[Date Prev][Date Next][Thread Prev][Thread Next][Date Index][Thread Index]

Re: [idn] naming syntax rules




Dan Oscarsson wrote:

> >No, DNS has two rules: octet strings with ASCII, and a hostname subset.
> 
> The DNS standard only have one type of label: octet strings with the
> code values 0-127 treated as ASCII during comapring.
> The DNS server do not have a hostname subset and may not reject
> any name not following it.

This is what I meant by my followup message yesterday when I said that we
are probably in agreement here. The proposed syntax rules only define one
"domain name" syntax (non-normalized, non-lowercased, any UCS code), but
there are several application-specific subset definitions.

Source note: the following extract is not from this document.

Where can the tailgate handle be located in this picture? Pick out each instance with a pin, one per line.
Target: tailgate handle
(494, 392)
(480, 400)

Note that the subset definitions are either implicitly and explicitly
defined for STD13. For example, the mailbox rules are not defined in STD13
but instead section 8 of RFC1035 kinda sorta delegates the rules to
RFC822. The difference here is that the IDN rules (should) explicitly
declare the mailbox rules as being defined by the local-part definitions
in 2822.

Anyway, I don't think we're in disagreement on this part.


> >Mailbox names must be case-preserved in order to satisfy protocol
> >dependencies, and are not used in lookups so normalization is not
> required.
> 
> Normalisation is still needed, otherwise may some clients interpret
> the name as something else. I could use the ASCII range to encode all
> characters I need for Swedish and use that in labels, but you would
> not get the right name if you assume they are ASCII.
> That is why character data must be normalised.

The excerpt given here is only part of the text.